CANDIDATES COME TO HOLLYWOOD 

Democratic candidates and President Trump have made trips to Los Angeles this week. As Super Tuesday approaches, Californians have more say. John Horn takes the pulse on who in Hollywood is backing which candidate for the White House. He talks with Ted Johnson from Deadline.

PRESERVING VINYL

Last year it was revealed that a 2008 fire on the Universal Studios lot destroyed thousands of music recordings. Original masters by Elton John, Billie Holiday, Judy Garland — gone forever. Fortunately, there are record labels devoted to preserving, remastering and releasing old recordings. The Frame contributor Tim Greiving visited one of them to find out how it’s done, and just what is lost when a tape goes up in flames.

THE STORY OF "McMILLIONS"

The chances of winning any kind of million-dollar prize is pretty minuscule, but it's something different when the game is rigged from the start. And when a mobster and former police officer are at the center of the con, that's something stranger than fiction. If you ever played the McDonald's Monopoly game in the '90s in the hopes of winning a cool million, you might be surprised to know there were almost no legitimate winners of the advertised "high value" prizes from 1989 to 2001. The new HBO docu-series, "McMillions," examines how the con was pulled off without the McDonald's Corporation's knowledge, how the FBI ultimately uncovered it, and the unexpected collateral damage. John Horn spoke with James Lee Hernandez and Brian Lazarte, the co-writers and co-directors of the series.

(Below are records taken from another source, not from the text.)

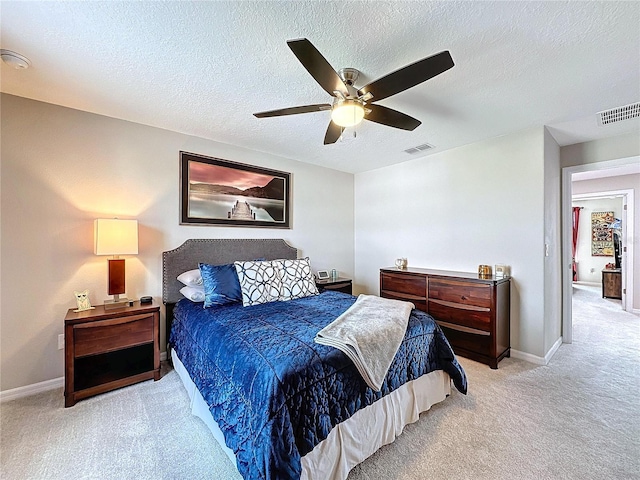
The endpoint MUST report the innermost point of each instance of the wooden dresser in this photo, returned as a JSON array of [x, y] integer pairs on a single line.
[[612, 283], [473, 312]]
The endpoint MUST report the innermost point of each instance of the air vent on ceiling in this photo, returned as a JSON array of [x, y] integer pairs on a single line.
[[419, 149], [619, 114]]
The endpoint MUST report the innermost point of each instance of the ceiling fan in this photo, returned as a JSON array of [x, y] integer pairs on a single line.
[[350, 105]]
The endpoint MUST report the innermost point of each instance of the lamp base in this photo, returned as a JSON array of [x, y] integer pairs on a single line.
[[112, 304]]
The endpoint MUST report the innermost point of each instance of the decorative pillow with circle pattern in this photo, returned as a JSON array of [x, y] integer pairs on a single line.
[[260, 282], [297, 279]]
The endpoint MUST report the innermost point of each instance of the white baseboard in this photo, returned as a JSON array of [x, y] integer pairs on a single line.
[[528, 357], [27, 390]]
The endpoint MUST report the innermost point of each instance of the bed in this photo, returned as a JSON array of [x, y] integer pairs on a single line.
[[281, 405]]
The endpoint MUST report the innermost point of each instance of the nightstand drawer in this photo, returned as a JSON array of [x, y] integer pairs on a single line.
[[465, 293], [108, 335]]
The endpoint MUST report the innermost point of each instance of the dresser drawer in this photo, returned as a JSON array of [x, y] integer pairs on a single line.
[[419, 303], [459, 291], [108, 335], [464, 342], [459, 314], [399, 284]]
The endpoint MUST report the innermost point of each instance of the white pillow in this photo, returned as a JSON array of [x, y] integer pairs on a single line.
[[260, 282], [192, 278], [297, 279]]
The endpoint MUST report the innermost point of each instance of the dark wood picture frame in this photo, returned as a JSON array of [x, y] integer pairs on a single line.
[[214, 191]]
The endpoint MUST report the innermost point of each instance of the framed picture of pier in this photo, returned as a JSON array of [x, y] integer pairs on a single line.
[[214, 191]]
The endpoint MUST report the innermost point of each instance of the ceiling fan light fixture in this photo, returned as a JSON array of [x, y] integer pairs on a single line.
[[347, 113]]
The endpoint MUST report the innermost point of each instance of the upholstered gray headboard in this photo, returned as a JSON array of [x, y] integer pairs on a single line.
[[218, 251]]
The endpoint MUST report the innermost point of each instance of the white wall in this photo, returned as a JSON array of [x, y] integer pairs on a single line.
[[552, 243], [477, 204], [62, 168]]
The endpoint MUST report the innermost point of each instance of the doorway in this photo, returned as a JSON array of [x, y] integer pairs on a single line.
[[600, 169], [593, 268]]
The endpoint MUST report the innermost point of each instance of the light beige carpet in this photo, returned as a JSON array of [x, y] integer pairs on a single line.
[[576, 418]]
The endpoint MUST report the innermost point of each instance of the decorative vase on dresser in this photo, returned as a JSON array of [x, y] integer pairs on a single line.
[[473, 312]]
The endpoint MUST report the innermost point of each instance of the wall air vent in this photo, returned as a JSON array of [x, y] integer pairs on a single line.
[[619, 114], [419, 149]]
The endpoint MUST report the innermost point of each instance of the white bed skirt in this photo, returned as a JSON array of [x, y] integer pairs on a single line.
[[353, 440]]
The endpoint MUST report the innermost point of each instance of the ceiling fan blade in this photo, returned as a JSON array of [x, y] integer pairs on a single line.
[[333, 133], [318, 107], [317, 66], [391, 118], [408, 76]]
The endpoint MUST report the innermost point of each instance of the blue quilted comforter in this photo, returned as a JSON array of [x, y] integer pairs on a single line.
[[274, 392]]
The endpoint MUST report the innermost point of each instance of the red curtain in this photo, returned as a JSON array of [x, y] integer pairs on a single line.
[[574, 244]]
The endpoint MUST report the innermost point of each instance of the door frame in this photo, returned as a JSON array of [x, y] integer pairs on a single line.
[[567, 229]]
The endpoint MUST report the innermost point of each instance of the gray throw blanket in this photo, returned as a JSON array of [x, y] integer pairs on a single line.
[[369, 333]]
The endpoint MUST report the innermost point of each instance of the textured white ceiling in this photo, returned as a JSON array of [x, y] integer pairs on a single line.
[[204, 68]]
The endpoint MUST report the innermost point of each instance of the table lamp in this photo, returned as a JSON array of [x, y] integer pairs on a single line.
[[115, 237]]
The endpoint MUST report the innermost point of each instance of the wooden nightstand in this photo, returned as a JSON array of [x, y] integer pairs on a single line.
[[105, 350], [340, 284], [612, 283]]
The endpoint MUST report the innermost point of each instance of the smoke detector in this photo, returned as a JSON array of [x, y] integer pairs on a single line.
[[619, 114], [419, 149], [15, 60]]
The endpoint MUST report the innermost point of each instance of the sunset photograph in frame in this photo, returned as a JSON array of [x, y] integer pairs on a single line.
[[214, 191]]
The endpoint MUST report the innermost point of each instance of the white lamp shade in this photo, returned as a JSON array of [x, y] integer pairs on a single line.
[[347, 113], [115, 237]]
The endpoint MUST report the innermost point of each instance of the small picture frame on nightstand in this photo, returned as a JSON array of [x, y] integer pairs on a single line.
[[322, 274]]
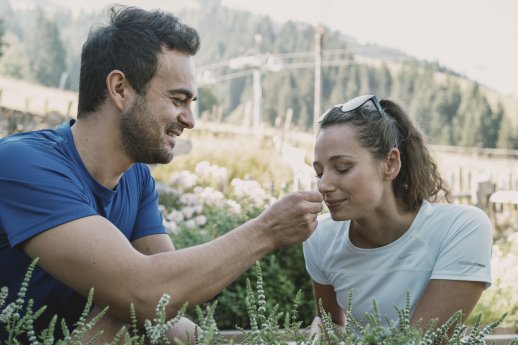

DANCE MUSIC WITH A MESSAGE

The LA post-punk band French Vanilla makes dance music with a message. With songs titles like “Bromosapian,” it’s clear the band has a sharp sense of humor. But the underlying themes of queer identity and gender bias couldn’t feel more urgent. The Frame contributor Allison Wolfe spoke with bandmates Sally Spitz, Daniel Trautfield and Ali Day about their most recent album, "How Am I Not Myself?"